Financial News us-chart_2

With spending outpacing income, the personal saving rate dropped to 7.3% in October from an upwardly revised 8.2% in September (Chart 2). The figure now stands below the pre-pandemic average of 7.5%, as consumers drawdown excess savings amassed during the pandemic to compensate for months of restricted economic activity (see report).

To wrap things up we turn to activities at the Fed. President Biden announced that he will nominate Jerome Powell to retain his seat at the head of the central bank, with Lael Brainard joining him as Vice-Chair. The announcement ends months of speculation and signals continuity in U.S. monetary policy amid public concerns about inflation.

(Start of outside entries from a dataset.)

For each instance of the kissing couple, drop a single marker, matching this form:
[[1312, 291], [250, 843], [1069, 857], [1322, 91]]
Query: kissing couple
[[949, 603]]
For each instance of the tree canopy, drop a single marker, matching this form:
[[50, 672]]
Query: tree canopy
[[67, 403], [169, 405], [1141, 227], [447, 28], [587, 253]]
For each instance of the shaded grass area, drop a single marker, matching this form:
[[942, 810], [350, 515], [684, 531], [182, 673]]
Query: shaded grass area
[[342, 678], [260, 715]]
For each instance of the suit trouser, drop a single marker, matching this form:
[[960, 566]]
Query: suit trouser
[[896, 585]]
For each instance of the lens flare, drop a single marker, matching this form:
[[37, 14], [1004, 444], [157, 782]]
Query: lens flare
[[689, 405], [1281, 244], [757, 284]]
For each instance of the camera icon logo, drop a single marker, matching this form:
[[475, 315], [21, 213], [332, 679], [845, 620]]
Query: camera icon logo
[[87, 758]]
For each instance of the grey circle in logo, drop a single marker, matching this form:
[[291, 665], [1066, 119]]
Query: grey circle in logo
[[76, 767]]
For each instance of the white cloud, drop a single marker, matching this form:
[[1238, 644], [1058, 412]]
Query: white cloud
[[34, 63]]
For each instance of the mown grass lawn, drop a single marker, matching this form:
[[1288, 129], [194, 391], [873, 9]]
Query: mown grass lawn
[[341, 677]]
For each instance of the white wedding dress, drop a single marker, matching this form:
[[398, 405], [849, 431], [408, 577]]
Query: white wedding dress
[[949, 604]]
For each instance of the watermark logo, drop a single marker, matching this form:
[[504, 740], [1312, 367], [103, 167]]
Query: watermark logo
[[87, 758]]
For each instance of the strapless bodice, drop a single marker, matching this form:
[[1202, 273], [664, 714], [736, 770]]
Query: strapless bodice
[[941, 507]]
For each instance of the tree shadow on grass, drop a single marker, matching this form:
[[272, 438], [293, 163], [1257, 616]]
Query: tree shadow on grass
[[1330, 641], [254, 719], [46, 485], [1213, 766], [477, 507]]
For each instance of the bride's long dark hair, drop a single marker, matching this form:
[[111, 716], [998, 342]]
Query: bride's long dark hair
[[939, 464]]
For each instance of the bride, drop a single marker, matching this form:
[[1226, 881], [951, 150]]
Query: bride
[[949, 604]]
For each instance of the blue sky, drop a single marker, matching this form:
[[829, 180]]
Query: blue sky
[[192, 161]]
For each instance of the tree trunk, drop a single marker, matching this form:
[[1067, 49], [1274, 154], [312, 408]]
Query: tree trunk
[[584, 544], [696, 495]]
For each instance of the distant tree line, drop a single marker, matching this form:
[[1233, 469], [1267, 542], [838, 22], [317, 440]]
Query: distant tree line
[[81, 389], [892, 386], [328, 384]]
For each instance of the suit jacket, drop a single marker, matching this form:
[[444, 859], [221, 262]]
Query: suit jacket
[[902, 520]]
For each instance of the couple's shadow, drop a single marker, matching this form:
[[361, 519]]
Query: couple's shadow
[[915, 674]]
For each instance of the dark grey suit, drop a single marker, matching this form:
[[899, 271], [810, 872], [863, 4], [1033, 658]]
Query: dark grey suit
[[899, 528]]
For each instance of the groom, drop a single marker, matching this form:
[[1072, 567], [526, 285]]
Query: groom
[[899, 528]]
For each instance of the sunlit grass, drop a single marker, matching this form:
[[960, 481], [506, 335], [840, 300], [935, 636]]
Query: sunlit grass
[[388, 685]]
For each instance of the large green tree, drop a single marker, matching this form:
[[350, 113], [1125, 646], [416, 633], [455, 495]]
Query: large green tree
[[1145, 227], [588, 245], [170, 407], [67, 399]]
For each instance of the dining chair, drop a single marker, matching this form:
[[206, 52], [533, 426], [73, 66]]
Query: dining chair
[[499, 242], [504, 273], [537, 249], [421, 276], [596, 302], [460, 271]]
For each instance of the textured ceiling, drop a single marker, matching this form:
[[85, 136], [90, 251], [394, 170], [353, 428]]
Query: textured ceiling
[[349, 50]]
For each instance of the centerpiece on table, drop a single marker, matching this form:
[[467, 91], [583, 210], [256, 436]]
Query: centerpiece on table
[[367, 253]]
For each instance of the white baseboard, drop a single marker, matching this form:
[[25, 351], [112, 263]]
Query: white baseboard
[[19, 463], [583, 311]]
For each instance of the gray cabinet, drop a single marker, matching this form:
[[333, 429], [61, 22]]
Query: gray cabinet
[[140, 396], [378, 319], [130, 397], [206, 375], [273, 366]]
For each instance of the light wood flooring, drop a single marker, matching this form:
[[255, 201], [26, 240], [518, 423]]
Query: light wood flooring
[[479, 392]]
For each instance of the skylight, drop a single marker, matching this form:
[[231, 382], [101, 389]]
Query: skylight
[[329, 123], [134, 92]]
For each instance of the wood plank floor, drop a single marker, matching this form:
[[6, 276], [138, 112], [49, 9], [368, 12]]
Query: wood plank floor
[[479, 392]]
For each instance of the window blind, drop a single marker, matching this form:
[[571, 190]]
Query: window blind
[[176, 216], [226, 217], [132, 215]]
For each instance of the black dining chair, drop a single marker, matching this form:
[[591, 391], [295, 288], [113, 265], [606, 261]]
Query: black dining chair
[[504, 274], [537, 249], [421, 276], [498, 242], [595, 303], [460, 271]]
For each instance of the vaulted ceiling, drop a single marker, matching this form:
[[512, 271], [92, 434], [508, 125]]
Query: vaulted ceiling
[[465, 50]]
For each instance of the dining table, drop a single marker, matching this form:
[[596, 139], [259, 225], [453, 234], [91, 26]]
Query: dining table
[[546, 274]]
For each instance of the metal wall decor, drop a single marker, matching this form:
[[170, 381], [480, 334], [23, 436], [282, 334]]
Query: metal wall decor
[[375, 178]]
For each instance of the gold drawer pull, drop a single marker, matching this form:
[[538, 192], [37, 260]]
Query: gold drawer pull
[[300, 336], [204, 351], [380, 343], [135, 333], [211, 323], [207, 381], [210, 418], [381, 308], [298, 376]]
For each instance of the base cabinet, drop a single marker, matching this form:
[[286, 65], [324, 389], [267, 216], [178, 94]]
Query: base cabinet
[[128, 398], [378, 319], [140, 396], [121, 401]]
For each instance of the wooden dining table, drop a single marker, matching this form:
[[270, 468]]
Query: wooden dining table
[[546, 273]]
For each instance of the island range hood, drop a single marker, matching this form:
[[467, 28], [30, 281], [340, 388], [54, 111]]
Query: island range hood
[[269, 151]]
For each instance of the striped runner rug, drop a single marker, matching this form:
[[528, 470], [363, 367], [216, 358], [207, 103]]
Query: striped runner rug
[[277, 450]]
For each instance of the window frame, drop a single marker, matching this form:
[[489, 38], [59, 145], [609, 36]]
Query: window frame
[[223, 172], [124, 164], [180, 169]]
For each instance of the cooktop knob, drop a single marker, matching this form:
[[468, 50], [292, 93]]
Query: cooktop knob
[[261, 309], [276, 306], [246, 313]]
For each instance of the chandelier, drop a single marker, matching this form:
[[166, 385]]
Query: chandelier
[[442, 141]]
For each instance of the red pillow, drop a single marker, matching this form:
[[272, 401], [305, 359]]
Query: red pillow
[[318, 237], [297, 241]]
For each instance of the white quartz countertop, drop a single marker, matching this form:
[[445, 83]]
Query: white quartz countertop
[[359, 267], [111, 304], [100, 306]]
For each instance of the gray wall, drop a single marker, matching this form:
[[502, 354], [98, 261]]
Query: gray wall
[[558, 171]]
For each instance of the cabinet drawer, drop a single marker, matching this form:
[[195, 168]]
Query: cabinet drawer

The central bank also released minutes of its November meeting. The minutes showed continued concerns about widespread price pressures. Chair Powell noted that inflation came in higher than expected and supply bottlenecks were more persistent than initially thought. ‘Uncertainty’ and ‘flexibility’ were key themes. With the potential for a new more contagious COVID-19 variant emerging, the Fed has positioned itself to respond quickly should the realized path of economic activity diverge from expectations.